More than half of those deaths are caused by mistakes in the administration of medications given to benefit the child. An even greater number of children are injured or suffer serious side effects from inadvertent errors of common health aids found in most homes.
Before administrating any prescription medication to a child, the caregiver must assess the child's needs: know what to give, why the child needs it, how to contact the professional that is prescribing it, when to give it, how to store it, where to refill it, and at what cost the medication can purchased.
Caregivers should be aware of probable side effects and how to manage them if they occur. Know whether to give the medication until it is finished or only until symptoms abate.

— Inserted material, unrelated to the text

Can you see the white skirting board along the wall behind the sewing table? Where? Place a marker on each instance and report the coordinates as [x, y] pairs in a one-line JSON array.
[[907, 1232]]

Keep the phone number of the prescribing physician and pharmacy visible in the event of questions regarding reactions or directions.

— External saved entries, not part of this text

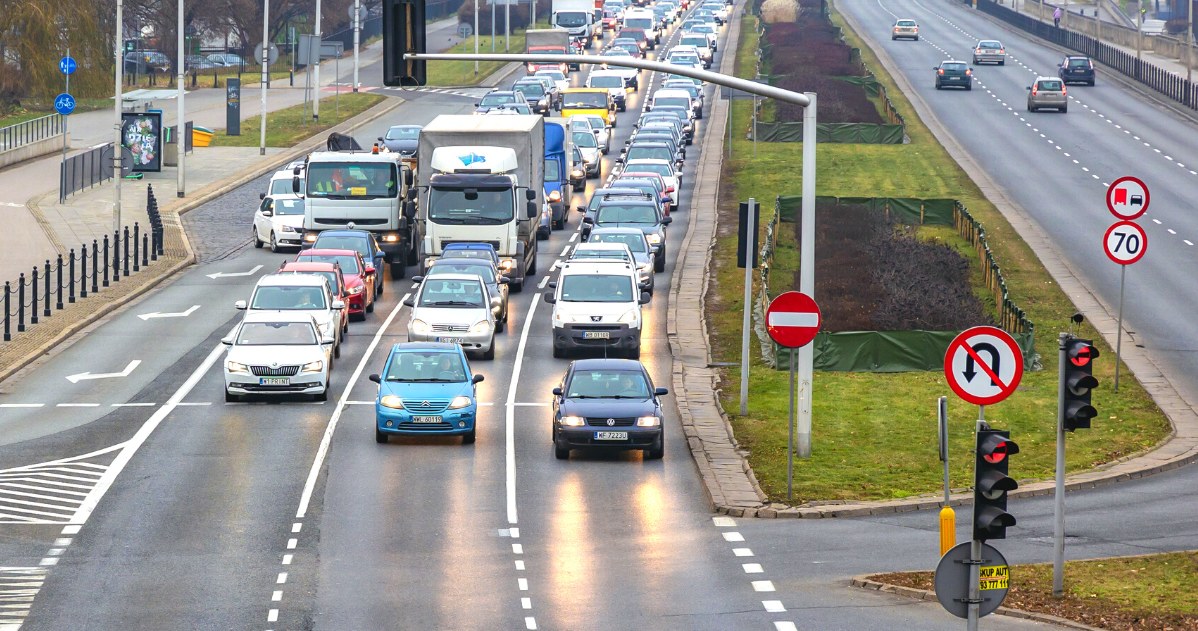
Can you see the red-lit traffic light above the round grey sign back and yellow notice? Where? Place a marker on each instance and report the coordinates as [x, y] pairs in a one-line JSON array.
[[991, 484]]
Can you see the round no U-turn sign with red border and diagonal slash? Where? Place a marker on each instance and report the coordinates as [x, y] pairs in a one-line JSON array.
[[984, 366]]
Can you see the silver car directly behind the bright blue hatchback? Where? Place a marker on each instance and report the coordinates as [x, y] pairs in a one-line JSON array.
[[456, 310]]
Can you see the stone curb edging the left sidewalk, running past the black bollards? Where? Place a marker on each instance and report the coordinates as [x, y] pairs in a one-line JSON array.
[[208, 195]]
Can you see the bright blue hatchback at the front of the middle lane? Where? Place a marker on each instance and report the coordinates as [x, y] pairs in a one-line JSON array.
[[426, 389]]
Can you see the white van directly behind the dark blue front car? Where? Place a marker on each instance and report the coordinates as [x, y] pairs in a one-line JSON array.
[[597, 306]]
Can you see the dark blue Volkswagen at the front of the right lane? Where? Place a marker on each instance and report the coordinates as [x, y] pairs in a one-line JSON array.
[[608, 404]]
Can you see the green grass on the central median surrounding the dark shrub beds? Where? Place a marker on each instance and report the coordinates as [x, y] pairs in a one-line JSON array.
[[874, 435]]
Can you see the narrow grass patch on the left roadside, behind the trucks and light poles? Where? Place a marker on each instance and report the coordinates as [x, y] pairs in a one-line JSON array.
[[292, 125]]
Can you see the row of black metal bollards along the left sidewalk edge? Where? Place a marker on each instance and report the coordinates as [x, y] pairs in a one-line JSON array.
[[81, 274]]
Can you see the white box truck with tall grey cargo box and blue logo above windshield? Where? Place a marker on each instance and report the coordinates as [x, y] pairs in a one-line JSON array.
[[482, 180]]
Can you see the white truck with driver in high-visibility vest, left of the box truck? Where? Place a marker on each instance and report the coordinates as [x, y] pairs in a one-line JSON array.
[[362, 191]]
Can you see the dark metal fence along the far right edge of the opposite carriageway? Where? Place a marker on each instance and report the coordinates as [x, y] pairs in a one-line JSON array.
[[1155, 77]]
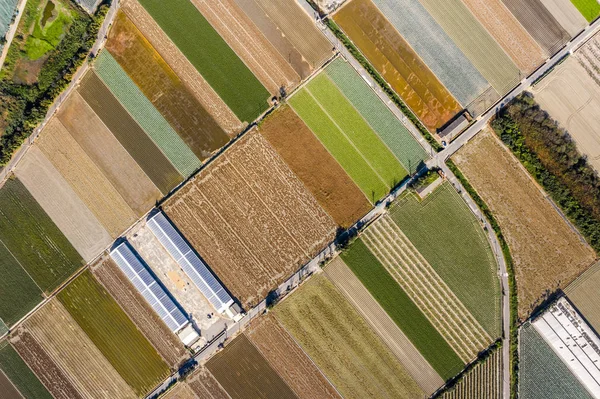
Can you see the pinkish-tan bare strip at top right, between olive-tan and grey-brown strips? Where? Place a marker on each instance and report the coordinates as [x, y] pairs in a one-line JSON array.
[[508, 32]]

Since each person has a unique chemical composition, side effects and each individual's reaction to a medication cannot be anticipated. Therefore, unexpected reactions must be reported to a licensed medical provider.
Over-the-counter, (OTC), preparations pose a special challenge for child care providers. They require no prescription are widely available, and are relatively inexpensive. Yet, they can be hazardous if used inappropriately. Adults must carefully read and understand the labeling found on every package.

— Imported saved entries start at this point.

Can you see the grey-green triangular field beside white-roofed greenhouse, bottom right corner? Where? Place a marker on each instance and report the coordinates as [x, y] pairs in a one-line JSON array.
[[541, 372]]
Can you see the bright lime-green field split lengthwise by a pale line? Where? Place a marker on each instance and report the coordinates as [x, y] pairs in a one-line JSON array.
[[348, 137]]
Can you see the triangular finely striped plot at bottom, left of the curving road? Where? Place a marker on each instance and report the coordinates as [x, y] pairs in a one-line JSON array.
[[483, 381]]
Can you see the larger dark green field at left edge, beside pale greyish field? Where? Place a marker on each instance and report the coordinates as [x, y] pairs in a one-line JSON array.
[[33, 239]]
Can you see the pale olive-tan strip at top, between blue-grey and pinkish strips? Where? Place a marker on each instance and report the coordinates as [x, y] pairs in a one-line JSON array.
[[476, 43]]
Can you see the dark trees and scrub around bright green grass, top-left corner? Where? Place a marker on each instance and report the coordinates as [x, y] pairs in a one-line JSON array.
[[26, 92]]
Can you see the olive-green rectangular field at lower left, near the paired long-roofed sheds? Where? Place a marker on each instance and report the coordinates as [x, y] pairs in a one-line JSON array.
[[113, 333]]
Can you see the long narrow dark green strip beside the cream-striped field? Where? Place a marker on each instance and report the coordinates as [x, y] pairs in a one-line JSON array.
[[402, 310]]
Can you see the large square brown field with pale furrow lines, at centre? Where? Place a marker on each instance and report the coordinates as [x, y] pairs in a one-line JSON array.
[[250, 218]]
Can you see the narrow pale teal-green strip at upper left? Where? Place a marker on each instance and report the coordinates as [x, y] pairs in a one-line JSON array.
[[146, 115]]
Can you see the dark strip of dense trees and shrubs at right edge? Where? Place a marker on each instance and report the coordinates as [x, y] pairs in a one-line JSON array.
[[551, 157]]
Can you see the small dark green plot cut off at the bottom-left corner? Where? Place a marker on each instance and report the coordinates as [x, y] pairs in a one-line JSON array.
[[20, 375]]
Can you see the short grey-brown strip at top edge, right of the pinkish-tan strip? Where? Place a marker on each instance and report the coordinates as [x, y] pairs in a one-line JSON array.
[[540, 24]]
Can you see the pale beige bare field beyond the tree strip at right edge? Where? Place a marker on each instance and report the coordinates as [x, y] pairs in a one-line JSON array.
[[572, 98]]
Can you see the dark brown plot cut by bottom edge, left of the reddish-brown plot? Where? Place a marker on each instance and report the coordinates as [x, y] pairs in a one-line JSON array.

The following categories are found on every medicine package label:
Active Ingredients: The first panel on the label lists the active ingredients and their purpose(s). This section provides the chemical name of the active chemical and how it is intended to work for the patient.
Uses/Indications: The next panel named uses or indications explains which symptoms the active ingredient is supposed to treat.
Warnings: The warnings section of the label alerts the caregiver to conditions, or people, that should not use the particular medication without the specific advice of a physician.
Directions: The directions explain the dosage and administration of the medication. Adults should always use a manufacturer provided measuring device and not a kitchen teaspoon, tablespoon, or dropper. Household goods vary widely in size and cannot be depended upon for proper dosage. Never dispense medicine in low or poor light, and certainly not in the dark. Always read the label and be sure you are using the intended medicine.
Other Information: The other information listed often notes proper storage and gives pertinent information about how and when the product should be taken.
Inactive Ingredients: The inactive ingredients listed on the medication label are the chemicals in the compound that are presumed to have no effect on the body. Dyes, preservatives, fillers, and food colors are among the compounds listed on this part of the label. A child may be allergic or sensitive to any of these ingredients, even though they are called "inactive." That also explains why one person may have a reaction to a generic drug but not the brand name of the same product.
When treating sick children remember that kids are not small adults. Do not dilute or reduce the dosage of adult products and dispense them to children.
Always check ingredients to be certain that there is no duplication or conflict between ingredients of different products.
Pediatric oral medications are often sweetened to make the palatable. However, they are not candies and like all medications, should be kept out of the reach of children.
Always record the type of medicine you give to a child, the time the child took the medicine, and the amount you administered to a child in your care so there is no chance of over medicating a child.